Ex-High Point HS security guard loses whistleblower suit on appeal
WANTAGE NJ January 14 2019 — A former High Point Regional High School security officer, who accused school officials of demoting him to part-time status so they could put a crony hire on the payroll, has lost his appeal of a trial court’s dismissal of a lawsuit he filed two years ago.
In his complaint, Anthony Daniels had accused Superintendent Scott Ripley and former Board President Paul Derin of orchestrating the creation of a new $63,000-a-year security director’s position at the school four years ago for retired Jefferson Police Chief Kevin Craig, who was Derin’s neighbor at the time.
Daniels, who later was passed over for the security director’s position, asserted that Ripley did this as a favor to repay Derin for having arranged for Ripley to receive a pay increase and contract extension a year earlier, in September 2014.
However, a two-judge appeals panel on Friday upheld a lower court’s finding that the allegations, even if true, failed to identify a specific public policy that the conduct would have violated.
The panel also found that Daniels, who asserted that he was subject to a hostile work environment for having objected to how the position was created, failed to take the necessary steps to qualify for protection under the state’s Conscientious Employee Protection Act, also known as the whistleblower law.
As previously reported in the New Jersey Herald, at the time the opening for the security director’s position was posted online on Aug. 25, 2015, no job description for it existed and only nine days were given for interested persons to apply.
Daniels asserted that despite the lack of an official description, the requirements listed in the ad were tailored so narrowly as to ensure that only Craig would be able to meet them.
The following month, in September 2015, the High Point board simultaneously approved a job description prepared by Ripley along with Ripley’s recommended hiring of Craig.
In his suit, Daniels alleged he had made known his objection to the “official corruption” by which the security director’s position was created by applying for it himself.
Daniels asserted that in addition to never being granted an interview, he and the other full-time security officer on staff at the time were both reduced to part-time status upon Craig’s hiring, effectively cutting Daniels’ salary of $45,000 in half.
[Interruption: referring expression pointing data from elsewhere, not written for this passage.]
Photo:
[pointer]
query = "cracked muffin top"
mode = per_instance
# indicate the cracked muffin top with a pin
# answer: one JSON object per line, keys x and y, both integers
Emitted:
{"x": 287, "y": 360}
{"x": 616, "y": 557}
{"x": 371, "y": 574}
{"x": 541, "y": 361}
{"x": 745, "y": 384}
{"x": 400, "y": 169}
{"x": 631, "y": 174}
Daniels, who had been employed at the school since 2010, alleged that he was further subjected to a hostile work environment and false evaluations that culminated in his being forced to resign in June 2016.
The appeals panel, however, upheld Superior Court Judge David Weaver’s finding in November 2017 that the allegations in Daniels’ lawsuit amounted to only “a vague allegation of corruption.”
The panel also affirmed the court’s prior finding that, by applying for the job but not clearly communicating his concerns to school officials, Daniels was ineligible for whistleblower protection.
High Point school officials later made a pitch last year to the Sussex-Wantage Board of Education, where Craig’s wife, Jenny Craig, is now a school board member, that included an offer to provide them free security services if they would also agree to appoint Ripley as a shared superintendent. However, the offer was declined at the time.
Daniels was represented, both in his original lawsuit and in his appeal, by Sparta attorney George Daggett.
High Point and its school board were represented by attorney Eric Harrison, of Edison.